Did you watch the USMNT take on Trinidad & Tobago last Thursday? I sure didn't. I still can't bring myself to care about this Nations League thing outside of potentially juicy finals, and because of that I was unaware that the U.S. was even playing that day.
When I did remember to look up the USMNT's schedule on my phone's Sofascore app on Friday, I saw what at first looked like a comfortable 3-0 American win. In addition, Sofascore's silly but not totally useless player rating algorithm gave Gio Reyna an 8.7, indicating a good game. Intrigued, I endeavored to look into matters further.
After reading a couple match recaps, I discovered that the match's scoreline was more impressive than the actual performance. Even with a man advantage for much of the game (T&T's Noah Powder saw a second yellow card in the 37th minute), the U.S. struggled to put the Soca Warriors away. Relief in the form of a go-ahead goal didn't come until the 82nd minute, after which the floodgates finally opened. Impressive or not, the three late goals gave the Americans a commanding lead in the two-legged Nations League semifinal, which doubles as a playoff for a spot in next summer's Copa América.
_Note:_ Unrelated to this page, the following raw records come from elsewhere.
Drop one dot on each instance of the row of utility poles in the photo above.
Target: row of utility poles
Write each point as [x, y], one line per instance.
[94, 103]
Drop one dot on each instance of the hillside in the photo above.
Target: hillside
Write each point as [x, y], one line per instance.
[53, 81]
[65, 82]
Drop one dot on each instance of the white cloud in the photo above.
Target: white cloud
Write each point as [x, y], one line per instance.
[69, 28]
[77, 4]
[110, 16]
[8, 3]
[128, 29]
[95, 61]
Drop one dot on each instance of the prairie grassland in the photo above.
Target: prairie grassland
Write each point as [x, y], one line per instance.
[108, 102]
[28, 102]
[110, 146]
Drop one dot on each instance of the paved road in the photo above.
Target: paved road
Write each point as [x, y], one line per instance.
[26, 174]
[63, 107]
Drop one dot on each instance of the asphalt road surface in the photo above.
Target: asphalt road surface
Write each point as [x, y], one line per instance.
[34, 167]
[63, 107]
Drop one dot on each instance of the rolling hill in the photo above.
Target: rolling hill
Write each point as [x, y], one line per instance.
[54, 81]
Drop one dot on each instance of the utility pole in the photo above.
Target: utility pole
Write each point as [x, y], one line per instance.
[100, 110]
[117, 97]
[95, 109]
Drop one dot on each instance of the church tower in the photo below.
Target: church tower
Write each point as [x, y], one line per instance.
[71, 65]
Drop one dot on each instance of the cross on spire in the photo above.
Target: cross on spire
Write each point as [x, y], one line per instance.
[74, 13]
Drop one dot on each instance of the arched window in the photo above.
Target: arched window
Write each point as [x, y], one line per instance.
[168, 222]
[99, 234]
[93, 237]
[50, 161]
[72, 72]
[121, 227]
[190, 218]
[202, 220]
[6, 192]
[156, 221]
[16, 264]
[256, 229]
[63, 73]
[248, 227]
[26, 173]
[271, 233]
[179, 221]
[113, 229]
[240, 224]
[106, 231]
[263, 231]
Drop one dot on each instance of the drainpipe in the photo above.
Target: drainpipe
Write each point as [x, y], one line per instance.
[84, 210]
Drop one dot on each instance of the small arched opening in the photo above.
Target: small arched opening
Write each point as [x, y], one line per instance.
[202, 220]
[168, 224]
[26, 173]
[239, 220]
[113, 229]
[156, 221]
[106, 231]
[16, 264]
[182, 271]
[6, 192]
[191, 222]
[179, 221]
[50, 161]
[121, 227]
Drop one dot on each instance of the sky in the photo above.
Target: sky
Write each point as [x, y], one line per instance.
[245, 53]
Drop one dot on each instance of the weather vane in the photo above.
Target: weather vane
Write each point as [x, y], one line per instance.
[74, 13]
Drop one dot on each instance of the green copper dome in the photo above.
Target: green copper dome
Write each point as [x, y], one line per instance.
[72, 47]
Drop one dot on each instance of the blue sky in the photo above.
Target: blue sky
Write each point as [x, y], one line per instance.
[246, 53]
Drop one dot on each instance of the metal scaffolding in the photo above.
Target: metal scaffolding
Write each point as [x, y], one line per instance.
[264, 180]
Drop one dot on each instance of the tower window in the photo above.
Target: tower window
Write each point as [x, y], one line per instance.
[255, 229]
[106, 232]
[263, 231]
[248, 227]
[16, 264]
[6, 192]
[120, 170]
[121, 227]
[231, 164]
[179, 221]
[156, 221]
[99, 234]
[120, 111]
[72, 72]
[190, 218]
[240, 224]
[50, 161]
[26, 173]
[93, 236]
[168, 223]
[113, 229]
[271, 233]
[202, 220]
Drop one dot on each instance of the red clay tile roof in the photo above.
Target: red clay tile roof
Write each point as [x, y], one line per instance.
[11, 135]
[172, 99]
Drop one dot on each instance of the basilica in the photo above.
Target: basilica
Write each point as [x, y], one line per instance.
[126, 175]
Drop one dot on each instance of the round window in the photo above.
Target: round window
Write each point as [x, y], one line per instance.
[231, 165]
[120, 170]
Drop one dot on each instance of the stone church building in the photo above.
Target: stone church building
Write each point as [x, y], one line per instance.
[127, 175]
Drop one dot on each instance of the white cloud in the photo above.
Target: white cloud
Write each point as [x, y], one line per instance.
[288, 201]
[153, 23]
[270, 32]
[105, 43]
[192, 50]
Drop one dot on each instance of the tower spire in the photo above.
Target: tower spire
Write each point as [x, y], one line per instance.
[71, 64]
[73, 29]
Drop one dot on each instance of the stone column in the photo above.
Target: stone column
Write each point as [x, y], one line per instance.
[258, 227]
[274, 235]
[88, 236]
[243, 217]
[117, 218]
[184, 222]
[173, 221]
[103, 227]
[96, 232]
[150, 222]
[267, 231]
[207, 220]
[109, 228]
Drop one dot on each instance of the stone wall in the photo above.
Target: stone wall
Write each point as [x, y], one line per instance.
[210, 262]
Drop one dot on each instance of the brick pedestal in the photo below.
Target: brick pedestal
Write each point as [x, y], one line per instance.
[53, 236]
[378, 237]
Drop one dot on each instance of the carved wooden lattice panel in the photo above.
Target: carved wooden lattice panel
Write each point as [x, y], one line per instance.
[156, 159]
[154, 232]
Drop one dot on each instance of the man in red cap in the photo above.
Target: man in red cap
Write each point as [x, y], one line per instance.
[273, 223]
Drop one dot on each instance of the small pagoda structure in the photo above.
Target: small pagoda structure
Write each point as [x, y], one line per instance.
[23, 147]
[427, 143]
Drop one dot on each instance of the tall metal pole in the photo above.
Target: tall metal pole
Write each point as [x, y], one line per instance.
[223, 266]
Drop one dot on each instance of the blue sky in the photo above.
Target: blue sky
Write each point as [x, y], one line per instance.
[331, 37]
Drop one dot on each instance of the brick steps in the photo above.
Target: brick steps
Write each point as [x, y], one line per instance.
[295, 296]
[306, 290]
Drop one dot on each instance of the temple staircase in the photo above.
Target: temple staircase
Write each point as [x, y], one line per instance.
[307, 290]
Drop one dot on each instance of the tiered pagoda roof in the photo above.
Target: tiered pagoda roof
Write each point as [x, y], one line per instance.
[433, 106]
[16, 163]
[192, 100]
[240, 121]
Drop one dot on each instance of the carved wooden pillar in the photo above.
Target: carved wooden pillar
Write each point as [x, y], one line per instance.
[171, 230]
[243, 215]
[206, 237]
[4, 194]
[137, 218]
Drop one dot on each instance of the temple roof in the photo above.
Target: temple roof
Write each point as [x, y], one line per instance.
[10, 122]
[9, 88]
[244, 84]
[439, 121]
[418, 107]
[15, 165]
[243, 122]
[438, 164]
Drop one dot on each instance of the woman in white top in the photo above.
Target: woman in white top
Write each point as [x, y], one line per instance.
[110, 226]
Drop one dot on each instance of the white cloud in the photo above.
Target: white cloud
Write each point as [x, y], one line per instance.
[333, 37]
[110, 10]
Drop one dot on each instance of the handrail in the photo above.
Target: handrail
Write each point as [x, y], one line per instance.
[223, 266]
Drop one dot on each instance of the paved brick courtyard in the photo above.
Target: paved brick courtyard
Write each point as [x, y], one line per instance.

I've seen my fair share of boring Berhalterball (my opinion of the manager's stewardship has never really strayed from the "meh" zone, though at this point it's probably drifting closer towards the bad side), so the mostly negative recaps soured any desire on my end to watch a match replay. Nevertheless, there was still the matter of Reyna, since a Reyna show is, to me, always worth the price of admission.
Rather than sit through what were reportedly 80-plus minutes of dull play in order to catch the three goals and, in particular, the moments of Gio's genius, I instead sought out the much more alluring alternative: an individual highlight compilation. Unfortunately, the only one I could find was a silent, grainy, twitchily edited one. Fortunately, even in those circumstances, Reyna's talent shines through.
I don't think Reyna is the USMNT's best player. That honor still belongs to Christian Pulisic, who has a decisiveness no American can match. I also don't think the 21-year-old Reyna has the highest ceiling of any USMNTer, or at least not the one with the best chances to reach the highest ceiling. I'd have to hand that one to Folarin Balogun, who probably isn't that far away from becoming one of the game's rare, regular, 20-goal-a-season strikers, and who doesn't (knock on wood) have Reyna's worrying injury record.
I do, however, believe Reyna is the only American who possesses that indefinable special something. He has the kind of talent that knocks you on your ass with its thundering subtlety. I watch that comp above and l'm in awe of the casual savviness of his movement. He slips into a pocket of space, gets the ball, opens his hip, strokes a pass that somehow simultaneously creeps and zips along, and I find myself hrrmmming, the way you do when a rollercoaster drops, for reasons I don't quite understand. He trots around, sees opportunities most of his teammates would've missed, and realizes them in a way none of the others would be capable of. I'm convinced that his mere presence inspires his teammates to try things they otherwise wouldn't in an effort to match the precedent his inventiveness sets. Look at how pretty the move is for his goal; a line-slicing pass (created by Reyna's ghostly movement), a hrmmm-inducing flick/dummy, a first-time through-ball tap, and a sumptuous clipped finish. Does any of that happen in a USMNT that doesn't feature Reyna and the possibilities he opens up?
Soccer is often called a weak-link sport, where its collective nature makes it so that a team's quality is defined more by how bad the worst player is than how good its best player is. I don't really think this is true. I think there are things a soccer team can only accomplish when it possesses a player of a certain level who can do what the others simply can't. Not only that, there are certain players of this level who by themselves raise the collective's level, making inferior players better than they would be without that player's talent there to awaken something in them. Isn't this, after all, what we mean when we call a player a difference maker?
The U.S. blessedly has a handful of legitimately very good players, ones who can hang and even thrive in matches played at the highest level. But I think the U.S. only has one player capable of lifting the entire team's level, of not just playing the game but making the game play what he wants. And when that player is in the game and on his shit, there's always a reward in watching him work.